Garrard Lili, Price Larry R, Bott Marjorie J, Gajewski Byron J
Department of Biostatistics, University of Kansas Medical Center, Mail Stop 1026, 3901 Rainbow Blvd., Kansas City, KS, 66160, USA.
College of Education, Texas State University, San Marcos, TX, 78666, USA.
BMC Med Res Methodol. 2015 Sep 29;15:77. doi: 10.1186/s12874-015-0071-5.
Developing valid and reliable patient-reported outcome measures (PROMs) is a critical step in promoting patient-centered health care, a national priority in the U.S. Small populations or rare diseases often pose difficulties in developing PROMs using traditional methods due to small samples.

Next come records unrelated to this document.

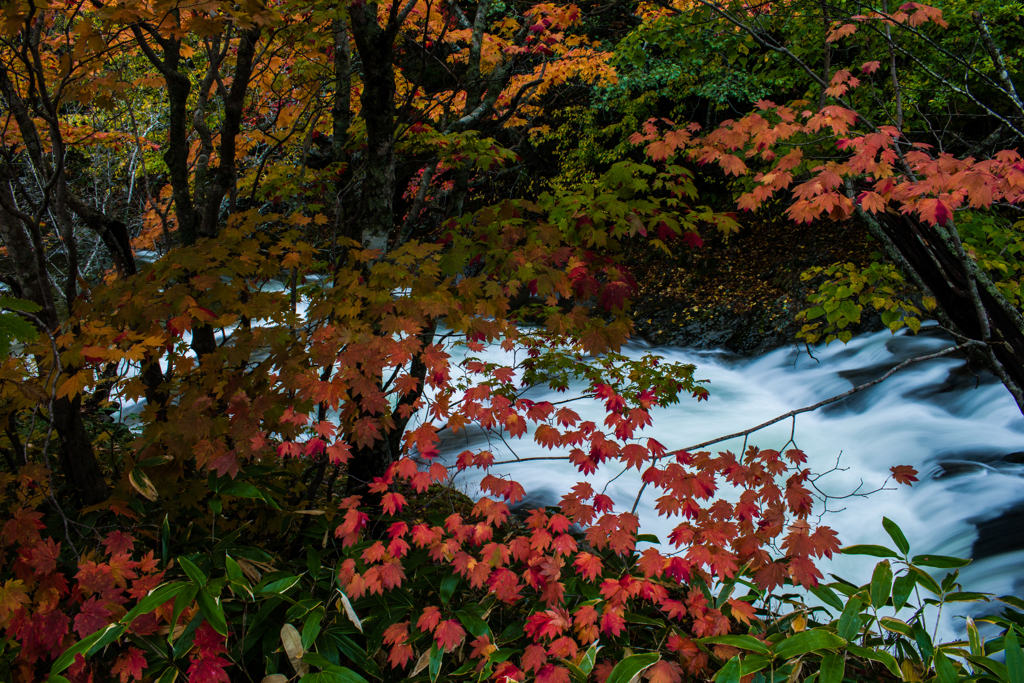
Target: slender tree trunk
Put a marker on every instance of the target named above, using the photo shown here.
(377, 109)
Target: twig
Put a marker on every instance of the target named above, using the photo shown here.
(808, 409)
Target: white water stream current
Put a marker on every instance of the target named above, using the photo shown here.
(958, 427)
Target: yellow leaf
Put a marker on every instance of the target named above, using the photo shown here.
(142, 484)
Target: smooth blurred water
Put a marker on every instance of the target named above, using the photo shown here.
(961, 429)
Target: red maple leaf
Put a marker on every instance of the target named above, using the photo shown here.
(399, 655)
(43, 558)
(904, 474)
(553, 674)
(588, 565)
(428, 620)
(449, 635)
(534, 657)
(208, 642)
(741, 610)
(118, 543)
(209, 670)
(665, 672)
(130, 665)
(92, 617)
(771, 575)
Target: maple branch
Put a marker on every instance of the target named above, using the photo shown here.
(996, 56)
(55, 374)
(958, 90)
(821, 403)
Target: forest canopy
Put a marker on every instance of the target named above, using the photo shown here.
(256, 257)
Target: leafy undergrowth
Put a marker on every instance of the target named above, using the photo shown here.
(713, 294)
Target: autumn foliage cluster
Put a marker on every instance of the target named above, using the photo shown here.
(230, 459)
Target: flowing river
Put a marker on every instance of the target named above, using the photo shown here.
(960, 428)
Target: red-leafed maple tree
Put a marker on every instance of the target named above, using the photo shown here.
(298, 365)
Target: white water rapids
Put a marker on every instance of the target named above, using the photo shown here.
(961, 430)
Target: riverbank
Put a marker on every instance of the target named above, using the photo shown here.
(741, 293)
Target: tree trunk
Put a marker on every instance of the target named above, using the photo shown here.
(945, 274)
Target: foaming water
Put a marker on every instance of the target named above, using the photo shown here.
(956, 425)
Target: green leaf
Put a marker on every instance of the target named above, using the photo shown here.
(449, 584)
(633, 617)
(194, 571)
(966, 597)
(896, 534)
(574, 671)
(833, 668)
(944, 668)
(879, 655)
(233, 570)
(474, 625)
(81, 647)
(314, 659)
(311, 627)
(827, 596)
(334, 675)
(213, 612)
(849, 621)
(926, 580)
(882, 584)
(994, 668)
(896, 626)
(165, 541)
(730, 673)
(280, 586)
(753, 664)
(742, 642)
(808, 641)
(974, 638)
(924, 641)
(1012, 600)
(157, 597)
(109, 637)
(183, 599)
(589, 659)
(434, 667)
(940, 561)
(312, 562)
(169, 676)
(356, 653)
(633, 666)
(1015, 656)
(873, 551)
(241, 488)
(902, 588)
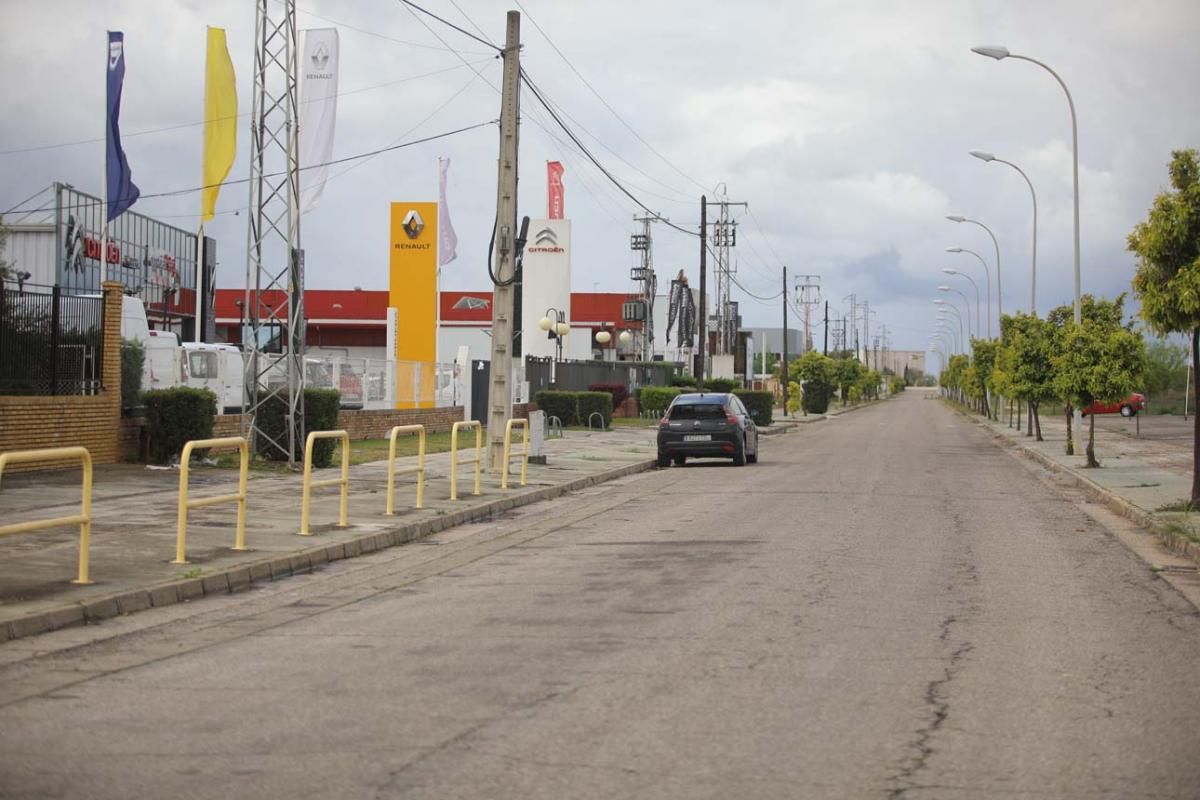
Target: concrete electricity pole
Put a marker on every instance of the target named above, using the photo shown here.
(499, 396)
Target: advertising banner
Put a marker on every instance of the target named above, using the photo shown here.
(413, 293)
(318, 109)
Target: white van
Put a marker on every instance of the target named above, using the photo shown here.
(219, 368)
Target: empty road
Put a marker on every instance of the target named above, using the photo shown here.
(887, 606)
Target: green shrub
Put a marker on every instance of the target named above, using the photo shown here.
(589, 403)
(618, 391)
(133, 358)
(655, 398)
(564, 405)
(321, 408)
(760, 404)
(175, 416)
(720, 385)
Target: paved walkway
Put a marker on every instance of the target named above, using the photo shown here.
(1145, 468)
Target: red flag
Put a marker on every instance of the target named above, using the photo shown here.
(555, 190)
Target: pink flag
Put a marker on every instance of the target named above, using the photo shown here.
(448, 240)
(555, 190)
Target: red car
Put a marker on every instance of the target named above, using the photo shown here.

To overcome the small sample size challenge while maintaining psychometric soundness, we propose an innovative Ordinal Bayesian Instrument Development (OBID) method that seamlessly integrates expert and participant data in a Bayesian item response theory (IRT) with a probit link model framework. Prior distributions obtained from expert data are imposed on the IRT model parameters and are updated with participants' data. The efficiency of OBID is evaluated by comparing its performance to classical instrument development performance using actual and simulation data. RESULTS AND DISCUSSION : The overall performance of OBID (i.e., more reliable parameter estimates, smaller mean squared errors (MSEs) and higher predictive validity) is superior to that of classical approaches when the sample size is small (e.g. less than 100 subjects). Although OBID may exhibit larger bias, it reduces the MSEs by decreasing variances. Results also closely align with recommendations in the current literature that six subject experts will be sufficient for establishing content validity evidence. However, in the presence of highly biased experts, three experts will be adequate.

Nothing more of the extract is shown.